Step 4: Compile the TensorRT engine
This is the slow step. The compile is going to take 20 to 45 minutes on a 4070 Ti SUPER and longer on older cards. The compiler is doing real work: profiling kernels, picking layouts, generating optimized code paths for your specific GPU. Do not interrupt it. Do not run it on a card that is also rendering Blender in the background. Let it finish in peace.
The compile produces an engine file in the gigabyte range. That file is married to your card. If you swap GPUs, you compile again. If you upgrade your driver to a different major version, sometimes you compile again.
Step 5: Use the engine
Once the engine exists, calling it is fast. The diffusers TensorRT pipeline accepts a prompt, a seed, a step count, and produces an image. The interface is similar enough to the base pipeline that swapping between them in your own code is one constructor call.
The first generation after loading the engine is slower than subsequent generations because of one-time GPU warm-up. Throw away the first result. Then start measuring.
When TensorRT Is Worth It
- Production batches. If you are generating 200 product mockups at 1024x1024, the compile cost amortizes in the first 30 images and you save real wall-clock time on the rest.
- Repeated runs at the same settings.
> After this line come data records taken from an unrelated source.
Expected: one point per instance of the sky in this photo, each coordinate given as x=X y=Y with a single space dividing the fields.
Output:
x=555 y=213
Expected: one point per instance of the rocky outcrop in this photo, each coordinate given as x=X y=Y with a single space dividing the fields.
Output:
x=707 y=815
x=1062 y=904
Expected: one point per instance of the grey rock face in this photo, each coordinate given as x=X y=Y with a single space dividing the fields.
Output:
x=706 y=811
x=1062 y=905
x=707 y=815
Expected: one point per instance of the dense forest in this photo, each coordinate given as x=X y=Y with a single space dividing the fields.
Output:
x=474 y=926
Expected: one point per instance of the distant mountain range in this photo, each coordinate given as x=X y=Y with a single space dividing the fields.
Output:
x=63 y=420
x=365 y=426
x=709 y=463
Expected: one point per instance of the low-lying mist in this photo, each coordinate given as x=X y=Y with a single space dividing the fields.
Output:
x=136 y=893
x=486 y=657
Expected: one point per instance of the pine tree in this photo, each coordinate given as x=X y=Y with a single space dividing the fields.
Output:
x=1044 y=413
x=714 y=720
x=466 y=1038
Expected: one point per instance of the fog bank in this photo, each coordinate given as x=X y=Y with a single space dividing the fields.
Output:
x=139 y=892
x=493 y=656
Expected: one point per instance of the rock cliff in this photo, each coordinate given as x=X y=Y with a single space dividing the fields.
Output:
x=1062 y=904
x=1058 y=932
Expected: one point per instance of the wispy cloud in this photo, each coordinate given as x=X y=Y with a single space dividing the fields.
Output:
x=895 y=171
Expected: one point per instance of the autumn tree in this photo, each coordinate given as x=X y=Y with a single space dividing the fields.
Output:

Anime character sets, headshot batches, A/B prompt experiments at fixed resolution. The engine pays for itself.
- Workstation hardware where time costs money. RTX A6000 or RTX PRO 6000 Blackwell users running client work bill in hours; a 1.8x speedup is not theoretical, it is hours per week back in the budget.
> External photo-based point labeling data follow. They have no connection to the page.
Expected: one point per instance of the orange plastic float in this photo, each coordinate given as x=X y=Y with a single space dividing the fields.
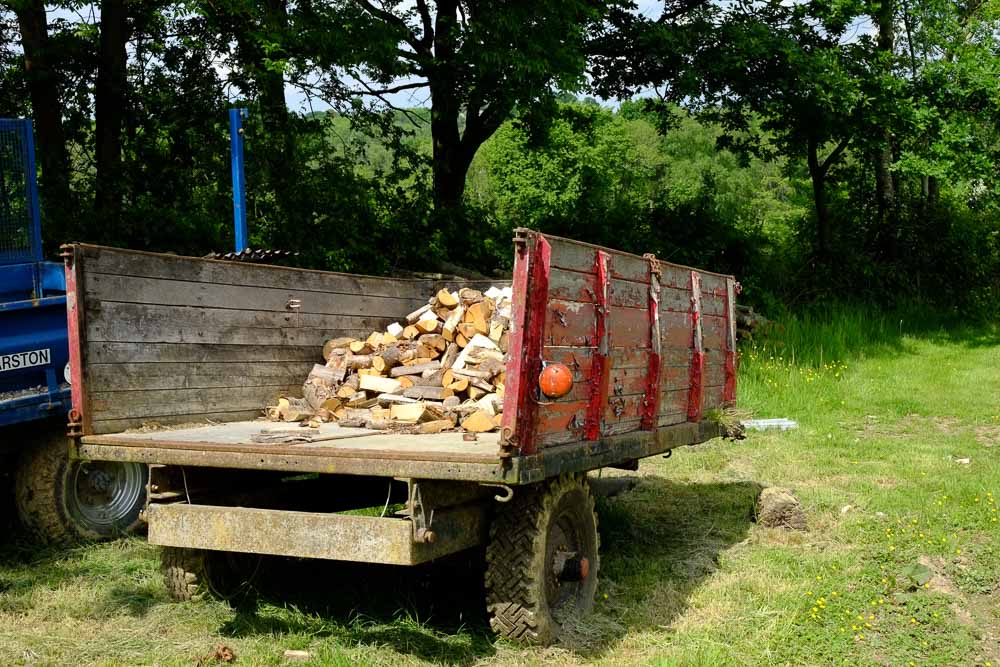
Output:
x=556 y=380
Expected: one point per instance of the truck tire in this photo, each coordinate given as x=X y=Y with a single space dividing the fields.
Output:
x=60 y=500
x=191 y=574
x=542 y=561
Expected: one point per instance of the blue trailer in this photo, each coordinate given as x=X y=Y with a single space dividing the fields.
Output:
x=57 y=499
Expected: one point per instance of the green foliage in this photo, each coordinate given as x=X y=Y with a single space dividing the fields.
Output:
x=761 y=150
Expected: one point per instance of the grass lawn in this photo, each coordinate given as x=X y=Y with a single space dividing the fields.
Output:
x=896 y=461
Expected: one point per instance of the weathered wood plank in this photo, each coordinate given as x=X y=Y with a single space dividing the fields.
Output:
x=679 y=300
x=621 y=380
x=156 y=291
x=577 y=286
x=158 y=403
x=115 y=261
x=127 y=322
x=581 y=257
x=101 y=426
x=573 y=323
x=198 y=353
x=578 y=358
x=147 y=376
x=679 y=376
- Long jobs you would otherwise run overnight. Something that finishes by dinner instead of by morning is, materially, a different workflow.
When TensorRT Is Not Worth It
- Exploratory hobby work. If you generate ten images at five resolutions while figuring out what you want, you will spend more time recompiling engines than generating.
- Older RTX cards under 8 GB. The VRAM overhead can cancel out the speedup once spillover starts.
- Workflows with frequent model swaps. Trying SD3.5 today, an SD3.5-Large LoRA tomorrow, a custom community fine-tune next week, will land you in compile-loop hell.
- Anyone whose bottleneck is creative iteration, not generation speed. If you spend an hour on prompt design and 12 seconds on the actual gen, halving that 12 seconds did not change your day.
The Honest Take
TensorRT is one of those tools that is underrated by hobbyists and understandably loved by professionals. The setup cost is high. The payoff scales with how repetitive your workload is. The middle of the bell curve, which is most of us doing personal projects with constantly shifting prompts and resolutions, gets a real but smaller benefit and may not justify the friction. The right tail of the curve, which is anyone running production batches or workstation-grade work, should absolutely set this up.
If you are not sure where you fall, run the base diffusers pipeline for a week, count how many generations you actually ran at the same resolution and batch size, and then decide. If the answer is "more than two hundred," compile. If the answer is "thirty across six different resolutions," skip it.
One Last Practical Tip
Keep the base diffusers pipeline installed alongside the TensorRT one. There are nights when you will want to test a new model, swap aspect ratios, or just play with a prompt without committing to a 30-minute recompile. The base pipeline is your sketchpad. The TensorRT engine is your printer. You want both, and they coexist fine in the same conda environment if you give them their own pipeline objects.
Have fun with it. Don't let the install scare you off if your work is the kind that benefits. And if your card is older than the Ampere generation, don't sweat skipping this one. The base path on a 30xx card running SD 3.5 medium is, honestly, plenty fast for personal-project work in 2026.